There is one additional rule for required parameters though. Let's say we have 3 parameters. Parameter with index 2 is required. Given required semantics, this means, that in all valid cases parameter 2 must be present. Since parameters are ordinal, this in its turn implies, that parameters 0 and 1 are also always present in all valid scenarios, making them implicitly required as well. The design choice here is to avoid implicit/hidden behavior patterns, thus the library demands parameters 0 and 1 to be explicitly required by producing an error diagnostic, if that rule is not satisfied.

Parameter names

Ordinal parameters have names. Name of an ordinal parameter can be assigned via Name property of [Parameter] attribute. If name is not specified, generator will automatically assign it as a C# property name in lower kebab case. Parameter names are used in parse errors messages and in default help screen.

Remaining parameters

Remaining parameters are another kind of parameters. They represent all parameters after ordinals parameters are over. Despite the name remaining parameters are represented as a single C# property, which captures all of them. Thus, it must be of a valid sequence type. In order to declare remaining parameters property it is annotated with [RemainingParameters] attribute from ArgumentParsing namespace.
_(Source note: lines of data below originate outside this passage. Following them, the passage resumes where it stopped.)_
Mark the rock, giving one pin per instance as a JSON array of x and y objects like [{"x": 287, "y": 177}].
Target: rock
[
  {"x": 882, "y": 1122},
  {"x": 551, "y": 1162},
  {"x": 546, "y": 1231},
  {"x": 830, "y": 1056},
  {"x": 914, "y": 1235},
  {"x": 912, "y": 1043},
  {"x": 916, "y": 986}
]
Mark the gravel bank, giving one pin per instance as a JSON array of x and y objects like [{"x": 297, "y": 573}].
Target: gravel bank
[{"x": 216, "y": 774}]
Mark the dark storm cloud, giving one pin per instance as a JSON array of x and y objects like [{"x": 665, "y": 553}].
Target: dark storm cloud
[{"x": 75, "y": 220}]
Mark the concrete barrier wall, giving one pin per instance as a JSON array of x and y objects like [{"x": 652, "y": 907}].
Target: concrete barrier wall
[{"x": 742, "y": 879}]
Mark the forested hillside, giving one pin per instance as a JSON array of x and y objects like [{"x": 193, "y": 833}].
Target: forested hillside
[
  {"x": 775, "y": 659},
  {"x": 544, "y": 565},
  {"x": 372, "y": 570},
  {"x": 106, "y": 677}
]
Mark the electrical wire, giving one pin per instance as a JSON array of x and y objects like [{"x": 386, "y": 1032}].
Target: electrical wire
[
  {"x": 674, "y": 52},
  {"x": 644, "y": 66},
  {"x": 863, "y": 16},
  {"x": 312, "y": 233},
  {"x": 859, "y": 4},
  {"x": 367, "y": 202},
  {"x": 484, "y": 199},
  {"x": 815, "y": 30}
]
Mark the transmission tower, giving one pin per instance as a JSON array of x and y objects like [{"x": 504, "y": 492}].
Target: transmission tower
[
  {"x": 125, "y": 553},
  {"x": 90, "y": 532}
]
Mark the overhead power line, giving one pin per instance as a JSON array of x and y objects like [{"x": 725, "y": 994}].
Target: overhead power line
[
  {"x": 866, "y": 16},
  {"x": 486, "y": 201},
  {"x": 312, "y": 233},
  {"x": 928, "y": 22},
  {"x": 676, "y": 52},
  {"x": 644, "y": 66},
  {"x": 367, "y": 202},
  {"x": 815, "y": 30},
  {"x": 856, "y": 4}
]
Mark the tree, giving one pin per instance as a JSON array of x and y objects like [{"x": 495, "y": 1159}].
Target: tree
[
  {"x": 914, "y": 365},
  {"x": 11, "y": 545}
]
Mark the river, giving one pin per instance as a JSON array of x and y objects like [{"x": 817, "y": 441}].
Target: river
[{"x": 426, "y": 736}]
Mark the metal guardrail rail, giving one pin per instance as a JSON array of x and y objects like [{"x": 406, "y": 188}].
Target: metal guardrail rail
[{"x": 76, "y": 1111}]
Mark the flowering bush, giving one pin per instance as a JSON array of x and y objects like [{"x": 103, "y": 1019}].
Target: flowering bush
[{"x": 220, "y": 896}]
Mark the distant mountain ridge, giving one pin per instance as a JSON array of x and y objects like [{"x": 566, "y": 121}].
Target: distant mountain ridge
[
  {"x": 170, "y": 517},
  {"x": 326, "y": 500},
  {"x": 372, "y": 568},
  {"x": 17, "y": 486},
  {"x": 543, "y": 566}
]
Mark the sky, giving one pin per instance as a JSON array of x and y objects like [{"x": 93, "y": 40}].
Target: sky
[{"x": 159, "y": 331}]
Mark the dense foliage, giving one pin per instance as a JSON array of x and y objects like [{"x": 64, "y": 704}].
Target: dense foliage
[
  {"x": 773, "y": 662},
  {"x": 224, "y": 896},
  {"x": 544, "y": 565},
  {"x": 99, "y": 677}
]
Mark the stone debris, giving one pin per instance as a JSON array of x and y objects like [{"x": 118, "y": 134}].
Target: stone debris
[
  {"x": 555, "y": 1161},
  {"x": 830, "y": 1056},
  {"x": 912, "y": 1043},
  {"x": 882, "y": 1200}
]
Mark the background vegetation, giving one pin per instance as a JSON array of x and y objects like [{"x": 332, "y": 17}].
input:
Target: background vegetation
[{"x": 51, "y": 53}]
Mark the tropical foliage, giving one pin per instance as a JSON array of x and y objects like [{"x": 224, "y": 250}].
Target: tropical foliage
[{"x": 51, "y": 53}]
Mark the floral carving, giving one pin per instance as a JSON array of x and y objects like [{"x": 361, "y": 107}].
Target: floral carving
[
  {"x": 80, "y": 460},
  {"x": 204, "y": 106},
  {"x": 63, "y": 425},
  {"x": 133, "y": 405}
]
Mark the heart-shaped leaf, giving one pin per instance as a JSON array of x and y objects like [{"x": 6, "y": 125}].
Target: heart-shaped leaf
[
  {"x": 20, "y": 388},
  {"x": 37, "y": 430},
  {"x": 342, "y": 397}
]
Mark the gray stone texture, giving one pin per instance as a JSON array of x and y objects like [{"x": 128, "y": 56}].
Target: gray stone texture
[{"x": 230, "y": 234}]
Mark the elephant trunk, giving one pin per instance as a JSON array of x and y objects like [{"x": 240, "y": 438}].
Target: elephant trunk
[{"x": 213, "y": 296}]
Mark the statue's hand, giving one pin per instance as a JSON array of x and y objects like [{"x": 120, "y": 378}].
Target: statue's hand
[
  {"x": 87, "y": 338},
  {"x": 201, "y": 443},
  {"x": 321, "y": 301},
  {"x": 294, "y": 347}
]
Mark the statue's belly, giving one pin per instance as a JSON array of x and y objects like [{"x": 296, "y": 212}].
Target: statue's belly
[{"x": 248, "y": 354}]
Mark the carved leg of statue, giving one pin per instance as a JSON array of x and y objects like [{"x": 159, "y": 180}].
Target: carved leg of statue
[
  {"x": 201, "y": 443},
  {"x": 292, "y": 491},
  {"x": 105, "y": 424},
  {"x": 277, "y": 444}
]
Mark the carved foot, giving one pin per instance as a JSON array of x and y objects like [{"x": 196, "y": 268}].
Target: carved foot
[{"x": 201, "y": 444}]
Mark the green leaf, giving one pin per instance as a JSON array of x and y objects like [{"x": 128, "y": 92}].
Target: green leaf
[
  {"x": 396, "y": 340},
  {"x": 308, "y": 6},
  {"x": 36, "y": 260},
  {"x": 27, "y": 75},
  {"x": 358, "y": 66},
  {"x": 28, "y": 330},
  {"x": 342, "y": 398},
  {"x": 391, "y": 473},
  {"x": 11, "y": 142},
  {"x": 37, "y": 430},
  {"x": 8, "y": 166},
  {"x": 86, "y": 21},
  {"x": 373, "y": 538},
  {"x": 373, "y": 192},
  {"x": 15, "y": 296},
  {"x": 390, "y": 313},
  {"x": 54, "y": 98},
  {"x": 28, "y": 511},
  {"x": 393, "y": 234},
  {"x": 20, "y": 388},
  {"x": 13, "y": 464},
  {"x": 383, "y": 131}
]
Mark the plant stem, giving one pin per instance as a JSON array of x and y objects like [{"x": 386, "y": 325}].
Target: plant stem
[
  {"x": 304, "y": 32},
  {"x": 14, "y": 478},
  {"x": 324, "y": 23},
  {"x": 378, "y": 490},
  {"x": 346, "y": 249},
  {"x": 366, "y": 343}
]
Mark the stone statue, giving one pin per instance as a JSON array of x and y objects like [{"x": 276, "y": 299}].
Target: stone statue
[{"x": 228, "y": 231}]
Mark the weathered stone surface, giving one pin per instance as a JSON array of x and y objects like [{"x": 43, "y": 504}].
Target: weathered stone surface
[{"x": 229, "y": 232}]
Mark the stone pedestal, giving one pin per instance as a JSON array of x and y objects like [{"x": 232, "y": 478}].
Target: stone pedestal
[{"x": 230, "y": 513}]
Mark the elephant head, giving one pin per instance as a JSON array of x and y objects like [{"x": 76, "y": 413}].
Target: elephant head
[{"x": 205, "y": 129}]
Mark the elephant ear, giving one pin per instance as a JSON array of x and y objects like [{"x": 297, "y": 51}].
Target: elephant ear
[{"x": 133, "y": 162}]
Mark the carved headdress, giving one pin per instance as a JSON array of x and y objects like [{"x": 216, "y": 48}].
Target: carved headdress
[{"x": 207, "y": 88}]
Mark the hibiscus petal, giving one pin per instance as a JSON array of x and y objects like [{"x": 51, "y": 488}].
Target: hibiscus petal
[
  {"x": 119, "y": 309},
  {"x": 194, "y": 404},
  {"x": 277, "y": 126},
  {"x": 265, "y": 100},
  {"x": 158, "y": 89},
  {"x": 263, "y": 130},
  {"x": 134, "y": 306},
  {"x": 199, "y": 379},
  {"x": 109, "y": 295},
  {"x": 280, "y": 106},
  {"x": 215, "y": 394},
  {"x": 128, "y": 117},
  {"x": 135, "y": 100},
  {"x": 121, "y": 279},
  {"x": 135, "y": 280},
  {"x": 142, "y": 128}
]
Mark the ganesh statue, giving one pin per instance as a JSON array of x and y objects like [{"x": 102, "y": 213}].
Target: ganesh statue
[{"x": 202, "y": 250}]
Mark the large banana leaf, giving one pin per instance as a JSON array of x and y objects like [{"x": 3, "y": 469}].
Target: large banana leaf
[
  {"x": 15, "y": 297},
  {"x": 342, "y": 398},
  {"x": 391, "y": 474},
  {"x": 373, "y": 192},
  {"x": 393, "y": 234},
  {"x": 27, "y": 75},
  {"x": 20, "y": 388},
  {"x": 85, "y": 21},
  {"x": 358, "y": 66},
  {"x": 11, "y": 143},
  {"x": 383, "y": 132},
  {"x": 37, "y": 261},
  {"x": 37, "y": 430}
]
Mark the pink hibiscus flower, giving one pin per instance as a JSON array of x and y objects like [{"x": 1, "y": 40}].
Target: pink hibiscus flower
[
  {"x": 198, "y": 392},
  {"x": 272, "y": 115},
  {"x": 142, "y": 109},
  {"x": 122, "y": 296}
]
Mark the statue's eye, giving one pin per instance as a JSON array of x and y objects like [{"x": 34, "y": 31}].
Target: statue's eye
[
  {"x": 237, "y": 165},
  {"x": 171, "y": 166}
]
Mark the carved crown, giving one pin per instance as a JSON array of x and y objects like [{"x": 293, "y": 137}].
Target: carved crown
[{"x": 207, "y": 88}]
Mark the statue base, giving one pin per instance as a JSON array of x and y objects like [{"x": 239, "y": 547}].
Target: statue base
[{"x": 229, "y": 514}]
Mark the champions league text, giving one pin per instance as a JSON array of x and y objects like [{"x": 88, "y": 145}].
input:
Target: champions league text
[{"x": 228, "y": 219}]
So in the simplest from remaining parameters can be declared as:

using ArgumentParsing;
using System.Collections.Immutable;

[OptionsType]
class Options
{
    [RemainingParameters]
    public ImmutableArray<string> RemainingParams { get; set; }
}

In this example RemainingParams are just gonna capture all arguments into an immutable array with the exception of built-in error recovery of option names.

Note

There can only be one remaining parameters property per options type

Here is an example of how remaining parameters work with ordinal ones:

using ArgumentParsing;
using System.Collections.Immutable;

[OptionsType]
class Options
{
    [Parameter(0)]
    public string Param1 { get; set; }

    [Parameter(1)]
    public string Param2 { get; set; }

    [RemainingParameters]
    public ImmutableArray<string> RemainingParams { get; set; }
}

With this setup the following behavior is applied:

Arguments Param1 value Param2 value RemainingParams value
<no args> null null []
a a null []
a b a b []
a b c a b ["c"]
a b c d a b ["c", "d"]
a b c d e a b ["c", "d", "e"]

Parsing of underlying remaining parameters' types is the same as for ordinal parameters including bool and bool? types.